Crowds in other sports are not so charitable. Crowd noise deliberately drowns out the signal-calling in pro football. Spectators behind the basket stick their fingers in their ears, hold up insulting signs and wave distractingly when the visiting team goes to the free-throw line in basketball. Baseball fans hoot, “Call yourself a hitter, Moose? You couldn’t hit a balloon with a carpet sweeper!”
A golf crowd never roots for a miss--or for the course. Bad form. The game is tough enough without ill will.

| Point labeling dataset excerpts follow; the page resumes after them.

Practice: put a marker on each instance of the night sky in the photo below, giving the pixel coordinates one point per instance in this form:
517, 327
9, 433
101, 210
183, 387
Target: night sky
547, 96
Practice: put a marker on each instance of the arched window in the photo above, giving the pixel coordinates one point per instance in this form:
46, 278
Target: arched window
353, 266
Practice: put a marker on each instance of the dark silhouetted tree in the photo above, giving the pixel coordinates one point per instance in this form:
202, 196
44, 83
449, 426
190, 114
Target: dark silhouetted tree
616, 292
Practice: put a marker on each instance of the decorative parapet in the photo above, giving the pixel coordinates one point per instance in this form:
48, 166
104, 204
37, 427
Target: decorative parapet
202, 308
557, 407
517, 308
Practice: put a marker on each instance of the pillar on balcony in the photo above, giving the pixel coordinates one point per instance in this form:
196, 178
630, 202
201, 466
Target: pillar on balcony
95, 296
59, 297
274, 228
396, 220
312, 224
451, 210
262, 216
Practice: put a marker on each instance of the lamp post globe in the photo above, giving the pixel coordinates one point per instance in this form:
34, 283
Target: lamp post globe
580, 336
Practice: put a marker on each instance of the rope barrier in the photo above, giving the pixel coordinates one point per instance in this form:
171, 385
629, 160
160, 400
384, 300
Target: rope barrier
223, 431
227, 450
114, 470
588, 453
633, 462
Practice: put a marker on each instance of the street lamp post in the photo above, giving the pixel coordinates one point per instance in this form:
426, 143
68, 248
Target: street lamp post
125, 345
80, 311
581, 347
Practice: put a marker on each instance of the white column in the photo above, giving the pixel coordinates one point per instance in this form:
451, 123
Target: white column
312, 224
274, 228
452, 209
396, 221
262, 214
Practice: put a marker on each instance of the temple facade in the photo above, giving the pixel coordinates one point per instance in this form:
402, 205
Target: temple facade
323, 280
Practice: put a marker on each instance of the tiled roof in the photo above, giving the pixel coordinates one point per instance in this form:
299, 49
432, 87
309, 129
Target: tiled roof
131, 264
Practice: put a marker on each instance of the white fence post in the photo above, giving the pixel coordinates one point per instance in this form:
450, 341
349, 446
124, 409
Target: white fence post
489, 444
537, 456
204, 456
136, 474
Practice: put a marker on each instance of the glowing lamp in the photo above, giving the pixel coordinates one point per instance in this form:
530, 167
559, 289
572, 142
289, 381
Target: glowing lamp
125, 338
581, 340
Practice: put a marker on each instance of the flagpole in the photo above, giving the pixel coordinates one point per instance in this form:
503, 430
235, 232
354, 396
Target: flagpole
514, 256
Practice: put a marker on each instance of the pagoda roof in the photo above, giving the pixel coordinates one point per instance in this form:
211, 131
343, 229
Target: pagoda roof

Davis Love believes he perceived a major change in attitude. The jeering began early, he told the press as he came in after losing the playoff. “They were yelling ‘Nice 12th hole, Davis!’ ” he reported. He also heard them hissing “Miss it!” as he lined up six-foot putts. He heard them cheer when he did miss.
Adds Love: “I expect people to pull for Freddie (Couples). He’s very popular on the tour and very popular here. But I didn’t expect them to root against me.”
This is a new development for golf--crowd participation. Not since the young Arnold Palmer has crowd hostility been a factor.
For a lot of reasons, then, the 1992 L.A. Open was not a Love story. Love was not a many-splendored thing.
But it wasn’t the crowd that made him un-Loved. It was that 413-yard public enemy out on the back nine. No wonder Bogart liked to sit there. He knew what a sociopath it was. There was no love lost there. On second thought, there was a lot of Love lost.